Die Mitglieder beschlossen außerdem, dass der Vorstand durch das Amt eines Justiziars verstärkt wird und Vorstandsbeschlüsse aufgrund der größeren Zahl an Stimmberechtigten zukünftig mit mindestens vier statt bisher drei Stimmen zu beschließen sind.

Bei den Wahlen eines neuen Kassierers wurde für Jürgen Klaubert votiert, der dieses Amt laut Schulz bereits seit einigen Monaten kommissarisch geführt hat, nachdem der bisherige Kassenwart Rolf Fischer das Amt seinerzeit niederlegt hatte. In Abwesenheit wählte die Versammlung darüber hinaus Alexander Ulbrich als Justiziar und Eva Löbbecke-Lauenroth als Pressewartin. Die Eheleute Corinna und Heinz Loose (Letztgenannter war ebenfalls nicht anwesend) sind nun Beisitzer.

Anlässlich der Berichte über aktuelle Projekte informierte der Wasserbau-Ingenieur Erich Hoffmann, dass in der südöstlichen Ecke des Naturschutzgebietes Bückeburger Niederung eine knapp zwei Kilometer lange „Vorflutleitung“ gelegt werden soll, um Wasser aus angrenzenden landwirtschaftlichen Flächen in die Aue abzuführen. Da die Leitung lediglich mit einem Gefälle von zwei Zentimetern pro einem Kilometer Länge eingebaut werden kann, sei der Einsatz einer lasergesteuerten Fräse erforderlich, um die Leitung „auf dem Millimeter genau“ zu legen.
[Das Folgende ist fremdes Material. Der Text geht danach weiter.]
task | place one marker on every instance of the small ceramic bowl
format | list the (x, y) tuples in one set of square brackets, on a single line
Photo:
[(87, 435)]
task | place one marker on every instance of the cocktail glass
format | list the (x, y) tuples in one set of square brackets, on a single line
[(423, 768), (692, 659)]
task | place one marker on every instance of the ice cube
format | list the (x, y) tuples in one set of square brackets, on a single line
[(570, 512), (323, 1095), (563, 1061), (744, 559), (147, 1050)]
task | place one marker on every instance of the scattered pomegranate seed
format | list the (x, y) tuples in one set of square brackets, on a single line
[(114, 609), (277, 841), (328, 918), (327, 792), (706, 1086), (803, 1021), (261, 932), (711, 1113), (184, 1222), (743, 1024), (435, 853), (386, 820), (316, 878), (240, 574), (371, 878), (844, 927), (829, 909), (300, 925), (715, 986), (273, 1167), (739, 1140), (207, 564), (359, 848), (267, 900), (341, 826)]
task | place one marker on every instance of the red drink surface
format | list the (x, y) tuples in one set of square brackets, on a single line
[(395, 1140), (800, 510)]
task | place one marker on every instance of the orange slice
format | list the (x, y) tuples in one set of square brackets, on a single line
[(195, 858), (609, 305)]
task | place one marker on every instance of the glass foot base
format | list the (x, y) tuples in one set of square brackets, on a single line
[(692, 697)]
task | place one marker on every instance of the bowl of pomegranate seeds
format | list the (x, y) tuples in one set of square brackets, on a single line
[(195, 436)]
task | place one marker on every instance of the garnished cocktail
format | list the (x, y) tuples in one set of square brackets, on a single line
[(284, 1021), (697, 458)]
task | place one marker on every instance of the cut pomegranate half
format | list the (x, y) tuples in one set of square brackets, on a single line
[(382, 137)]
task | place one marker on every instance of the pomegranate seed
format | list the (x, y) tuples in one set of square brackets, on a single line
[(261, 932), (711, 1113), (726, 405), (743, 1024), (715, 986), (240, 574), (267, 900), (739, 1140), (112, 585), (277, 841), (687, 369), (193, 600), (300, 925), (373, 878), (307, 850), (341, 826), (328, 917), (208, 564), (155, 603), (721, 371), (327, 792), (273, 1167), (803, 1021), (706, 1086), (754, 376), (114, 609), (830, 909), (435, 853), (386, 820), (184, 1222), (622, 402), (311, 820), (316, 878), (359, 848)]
Durch diese Entwässerungsleitung müsse der sogenannte „Fischergraben“ seitens der Stadt Bückeburg nicht mehr unterhalten werden, ergänzte Wolfhard Müller, der stellvertretende Vereinsvorsitzende.

Wohl im Frühjahr 2010 soll die Bückeburger Aue im Bereich der „Blänke Judenweide“ durch Abgraben des Ufers etwas „entfesselt“ werden, erläuterte Hoffmann. Die Wiesenfläche mit der Blänke werde dazu mit einem kleinen Damm umgeben, um in diesem Bereich Überschwemmungshochwasser aufnehmen zu können. Ziel sei, eine Auenlandschaft mit der ihr typischen Eigendynamik zu schaffen, so Schulz.

Dort, wo der Fischergraben das Naturschutzgebiet im Westen verlässt, sei außerdem ein neues Wehr geplant, mit dem das Wasser wirkungsvoller in der Niederung aufgestaut werden kann, berichtete Müller. Bei allen drei „Leader-Projekten”, die jeweils von der EU bezuschusst werden, sei die Stadt Bückeburg Trägerin der Maßnahmen.

Schulz wies darauf hin, dass der Landkreis Schaumburg die Erstellung eines Wege- und Entwicklungskonzeptes für die Bückeburger Niederung in Auftrag gegeben habe.